To say that I am angry about this would be an understatement. I am furious. And I am also surprised. I expected some eye-rolling, the odd "well, I don't think that's appropriate" and even a "I think she might be using shock value to cover up her lack of technical expertise". I really genuinely did not expect to be banned.
For context, the Canberra Quilters Guild is not some small group of retired women who decided to put on a show in the church hall. It is a large and well-established group that has been going for 40 years - through enormous changes in the quilting world - and counts among its members some world-renowned art quilters. They've embraced every development from machine quilting to embellishment to felting and back again ... this is a Guild that likes to think it's a player. Except, apparently, it's not. Apparently, anger expressed through everyday language is not OK. Apparently, you can be as emotional and avant garde as you want when you're gluing ugly poppies to a quilt for Anzac Day, or firing swarovski crystals through a glue gun, or meticulously re-creating your beach holiday in applique ... but there is a limit. And, apparently, that limit is reached at the f-word.
The banning advice did not contain any reasons for the exclusion, other than that it was because of the "fuckers". So I'm guessing it wasn't thought appropriate? although why the hell would any art exhibition use "appropriateness" as a criteria? Were they worried about the children? Because if a kiddy is old enough to read it, they are old enough to understand an explanation about when and where you use language, and why. I've been quilting this on my lap for two months now and my boys are well aware of when you can use certain words, and when they land you in your room for half an hour.
So I'm making the arguments to myself; that the exhibition is an expression of the Guild as a whole, and we have to think of our sponsors, and it would put a burden on those members who are on white glove duty next to it ... and I look at every argument and I say THAT IS ABSOLUTE FUCKING BOLLOCKS. Either you only ever hang works that make you comfortable and warm inside; or you grow some spine and show the ugly ones, and the offensive ones, and the barking mad ones. Am I the only person who thinks that might be important?

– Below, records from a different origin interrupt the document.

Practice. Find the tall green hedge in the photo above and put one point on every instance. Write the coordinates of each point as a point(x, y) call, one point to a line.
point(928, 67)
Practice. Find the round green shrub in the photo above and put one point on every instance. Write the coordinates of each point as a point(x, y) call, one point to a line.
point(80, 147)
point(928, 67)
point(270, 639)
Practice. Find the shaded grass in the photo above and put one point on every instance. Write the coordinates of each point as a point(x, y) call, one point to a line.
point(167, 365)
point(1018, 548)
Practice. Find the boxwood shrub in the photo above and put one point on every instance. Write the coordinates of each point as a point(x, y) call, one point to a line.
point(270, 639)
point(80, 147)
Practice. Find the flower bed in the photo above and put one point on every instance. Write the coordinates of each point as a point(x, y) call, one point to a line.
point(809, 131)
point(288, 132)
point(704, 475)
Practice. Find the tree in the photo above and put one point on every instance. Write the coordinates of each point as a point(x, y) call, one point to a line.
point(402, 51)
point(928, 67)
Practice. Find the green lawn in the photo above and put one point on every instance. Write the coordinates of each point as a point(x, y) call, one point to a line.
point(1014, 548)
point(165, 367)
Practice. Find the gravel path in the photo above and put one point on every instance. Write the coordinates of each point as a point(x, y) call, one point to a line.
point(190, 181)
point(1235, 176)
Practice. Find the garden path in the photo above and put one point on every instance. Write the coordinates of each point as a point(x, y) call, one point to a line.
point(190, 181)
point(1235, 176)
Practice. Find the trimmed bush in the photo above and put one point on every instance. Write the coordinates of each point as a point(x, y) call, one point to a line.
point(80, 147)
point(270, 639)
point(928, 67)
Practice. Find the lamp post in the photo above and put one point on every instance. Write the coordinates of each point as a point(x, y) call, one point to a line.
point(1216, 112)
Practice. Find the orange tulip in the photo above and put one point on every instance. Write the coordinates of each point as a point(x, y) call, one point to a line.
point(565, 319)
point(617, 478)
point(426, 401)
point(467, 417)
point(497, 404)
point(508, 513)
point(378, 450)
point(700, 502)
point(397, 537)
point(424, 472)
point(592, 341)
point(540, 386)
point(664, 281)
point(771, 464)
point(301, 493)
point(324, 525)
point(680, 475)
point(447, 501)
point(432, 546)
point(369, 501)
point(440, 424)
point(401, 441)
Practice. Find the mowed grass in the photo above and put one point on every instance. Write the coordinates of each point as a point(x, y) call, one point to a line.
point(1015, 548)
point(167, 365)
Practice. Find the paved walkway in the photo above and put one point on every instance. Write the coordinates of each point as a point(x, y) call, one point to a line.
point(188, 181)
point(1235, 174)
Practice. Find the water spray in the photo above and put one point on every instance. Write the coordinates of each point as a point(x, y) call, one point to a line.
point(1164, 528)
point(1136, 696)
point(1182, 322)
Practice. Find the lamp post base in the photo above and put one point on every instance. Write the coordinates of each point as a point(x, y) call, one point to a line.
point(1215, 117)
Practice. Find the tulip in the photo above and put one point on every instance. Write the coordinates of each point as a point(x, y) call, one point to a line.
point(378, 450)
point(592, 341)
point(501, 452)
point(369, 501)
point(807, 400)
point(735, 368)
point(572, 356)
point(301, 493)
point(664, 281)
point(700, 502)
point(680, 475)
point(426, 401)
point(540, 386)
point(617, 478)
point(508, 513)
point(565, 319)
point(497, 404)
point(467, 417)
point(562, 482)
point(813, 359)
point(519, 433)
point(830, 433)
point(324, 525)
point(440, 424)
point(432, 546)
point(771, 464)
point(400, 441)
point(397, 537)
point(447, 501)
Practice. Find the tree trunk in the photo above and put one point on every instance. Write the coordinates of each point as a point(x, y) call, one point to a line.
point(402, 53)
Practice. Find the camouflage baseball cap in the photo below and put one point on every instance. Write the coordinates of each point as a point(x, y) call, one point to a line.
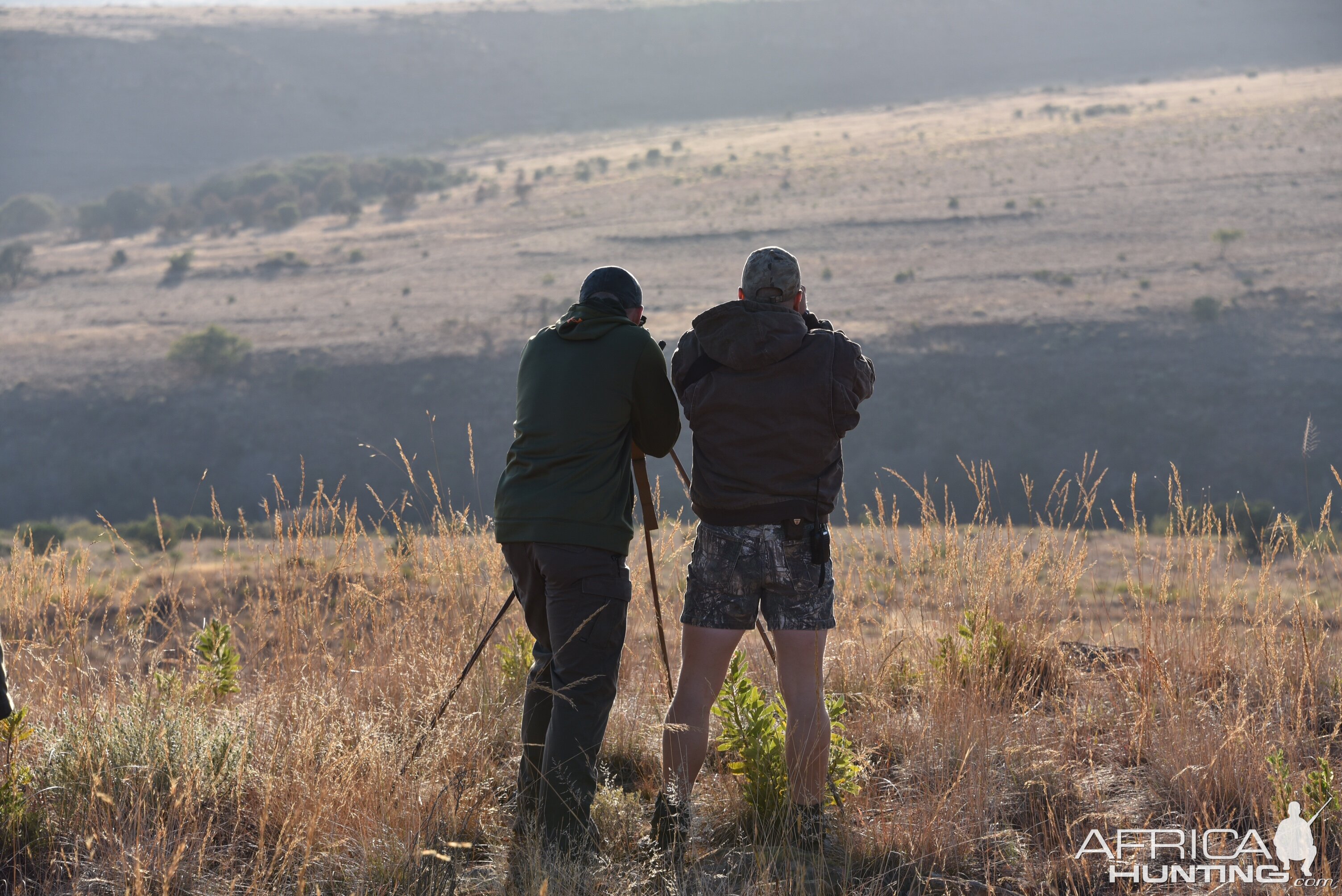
point(771, 275)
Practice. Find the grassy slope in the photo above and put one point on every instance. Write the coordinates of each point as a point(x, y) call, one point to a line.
point(984, 763)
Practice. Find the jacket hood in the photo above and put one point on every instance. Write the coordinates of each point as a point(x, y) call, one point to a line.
point(585, 321)
point(748, 336)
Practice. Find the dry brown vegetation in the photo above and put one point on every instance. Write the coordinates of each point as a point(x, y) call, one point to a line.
point(1106, 675)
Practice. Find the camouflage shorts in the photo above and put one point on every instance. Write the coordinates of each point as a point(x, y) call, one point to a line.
point(737, 572)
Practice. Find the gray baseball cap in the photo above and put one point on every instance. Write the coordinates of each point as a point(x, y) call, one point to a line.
point(771, 275)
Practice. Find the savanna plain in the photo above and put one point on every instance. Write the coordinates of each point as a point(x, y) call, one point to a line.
point(230, 710)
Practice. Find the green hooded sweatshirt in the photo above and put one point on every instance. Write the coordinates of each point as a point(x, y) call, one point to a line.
point(588, 387)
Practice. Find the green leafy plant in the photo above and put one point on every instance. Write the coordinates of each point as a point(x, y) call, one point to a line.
point(516, 662)
point(1280, 774)
point(18, 774)
point(219, 660)
point(986, 651)
point(212, 352)
point(753, 734)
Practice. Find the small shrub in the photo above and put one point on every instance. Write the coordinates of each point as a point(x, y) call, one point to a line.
point(39, 537)
point(218, 660)
point(1224, 238)
point(1055, 278)
point(127, 211)
point(398, 204)
point(17, 823)
point(175, 530)
point(516, 662)
point(15, 263)
point(1251, 522)
point(160, 745)
point(1207, 309)
point(180, 262)
point(987, 652)
point(755, 733)
point(284, 216)
point(212, 352)
point(29, 214)
point(278, 262)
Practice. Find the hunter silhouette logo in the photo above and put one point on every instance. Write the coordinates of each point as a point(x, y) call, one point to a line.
point(1294, 839)
point(1212, 856)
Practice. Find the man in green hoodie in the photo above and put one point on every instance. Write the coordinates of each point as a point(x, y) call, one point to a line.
point(588, 388)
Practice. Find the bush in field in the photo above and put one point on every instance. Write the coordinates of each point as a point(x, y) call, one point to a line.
point(14, 265)
point(753, 734)
point(1224, 238)
point(212, 352)
point(29, 214)
point(39, 537)
point(284, 216)
point(127, 211)
point(178, 265)
point(175, 530)
point(1207, 309)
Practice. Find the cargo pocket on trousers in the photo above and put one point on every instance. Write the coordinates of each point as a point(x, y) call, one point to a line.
point(609, 626)
point(713, 560)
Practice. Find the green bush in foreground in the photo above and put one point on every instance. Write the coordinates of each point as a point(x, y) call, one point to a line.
point(755, 731)
point(212, 352)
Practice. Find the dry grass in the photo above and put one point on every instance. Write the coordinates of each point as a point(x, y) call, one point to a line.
point(987, 755)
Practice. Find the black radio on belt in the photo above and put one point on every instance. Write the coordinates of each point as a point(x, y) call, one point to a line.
point(820, 543)
point(794, 530)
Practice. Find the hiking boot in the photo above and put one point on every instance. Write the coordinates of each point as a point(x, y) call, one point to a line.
point(670, 825)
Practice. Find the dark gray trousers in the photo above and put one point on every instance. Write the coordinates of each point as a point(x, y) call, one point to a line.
point(576, 600)
point(6, 707)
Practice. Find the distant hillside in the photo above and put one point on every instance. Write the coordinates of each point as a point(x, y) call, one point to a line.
point(82, 112)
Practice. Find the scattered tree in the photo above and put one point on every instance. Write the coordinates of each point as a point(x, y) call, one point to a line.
point(212, 352)
point(15, 263)
point(27, 214)
point(1224, 238)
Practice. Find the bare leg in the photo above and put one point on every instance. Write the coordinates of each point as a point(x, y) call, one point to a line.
point(802, 680)
point(705, 655)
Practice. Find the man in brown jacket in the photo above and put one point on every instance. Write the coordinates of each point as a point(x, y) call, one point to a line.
point(770, 392)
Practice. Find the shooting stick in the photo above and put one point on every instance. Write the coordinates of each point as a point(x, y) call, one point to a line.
point(650, 522)
point(442, 707)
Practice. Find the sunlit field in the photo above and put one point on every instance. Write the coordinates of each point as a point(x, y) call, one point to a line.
point(1006, 689)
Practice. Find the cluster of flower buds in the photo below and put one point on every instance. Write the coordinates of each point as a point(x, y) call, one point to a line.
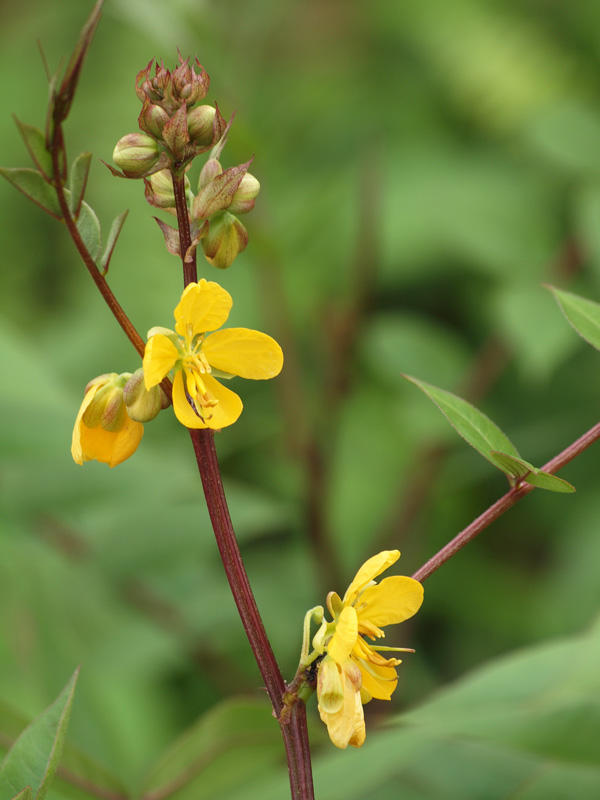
point(109, 426)
point(174, 128)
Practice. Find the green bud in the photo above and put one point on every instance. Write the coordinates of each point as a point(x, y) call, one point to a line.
point(143, 405)
point(159, 189)
point(330, 689)
point(200, 125)
point(136, 154)
point(226, 238)
point(107, 408)
point(245, 195)
point(209, 171)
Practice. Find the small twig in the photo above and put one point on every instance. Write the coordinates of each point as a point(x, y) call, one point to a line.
point(503, 504)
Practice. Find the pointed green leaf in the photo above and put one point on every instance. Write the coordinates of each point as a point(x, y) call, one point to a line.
point(35, 142)
point(34, 757)
point(78, 181)
point(24, 795)
point(583, 314)
point(544, 480)
point(514, 467)
point(88, 226)
point(477, 429)
point(32, 184)
point(115, 230)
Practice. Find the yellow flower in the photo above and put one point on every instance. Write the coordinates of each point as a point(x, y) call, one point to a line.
point(103, 430)
point(199, 400)
point(362, 672)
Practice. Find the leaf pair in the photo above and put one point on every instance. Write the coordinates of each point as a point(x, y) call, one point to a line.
point(487, 438)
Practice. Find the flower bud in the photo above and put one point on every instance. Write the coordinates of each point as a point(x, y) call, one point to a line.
point(152, 119)
point(209, 171)
point(330, 688)
point(245, 195)
point(226, 238)
point(135, 154)
point(142, 404)
point(103, 430)
point(200, 125)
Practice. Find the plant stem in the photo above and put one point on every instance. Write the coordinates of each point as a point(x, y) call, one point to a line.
point(503, 504)
point(292, 724)
point(136, 340)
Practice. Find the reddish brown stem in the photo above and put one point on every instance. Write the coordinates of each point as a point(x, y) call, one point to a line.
point(106, 292)
point(503, 504)
point(293, 724)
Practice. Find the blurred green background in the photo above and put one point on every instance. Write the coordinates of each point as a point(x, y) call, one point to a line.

I have to admit, I'm not making great art here. The only thing I can say is that I am making a genuine comment about something that is important to me, through the only technique I have, and every stitch, every colour choice and every word is the one that feels right - that feels necessary - to get to the result that I want. And Canberra Quilters has told me in the most direct and unvarnished way that my choices are WRONG and even worse are SO WRONG that they cannot be shown in public EVER or it will contaminate us all. So yeah, well, fuck you too.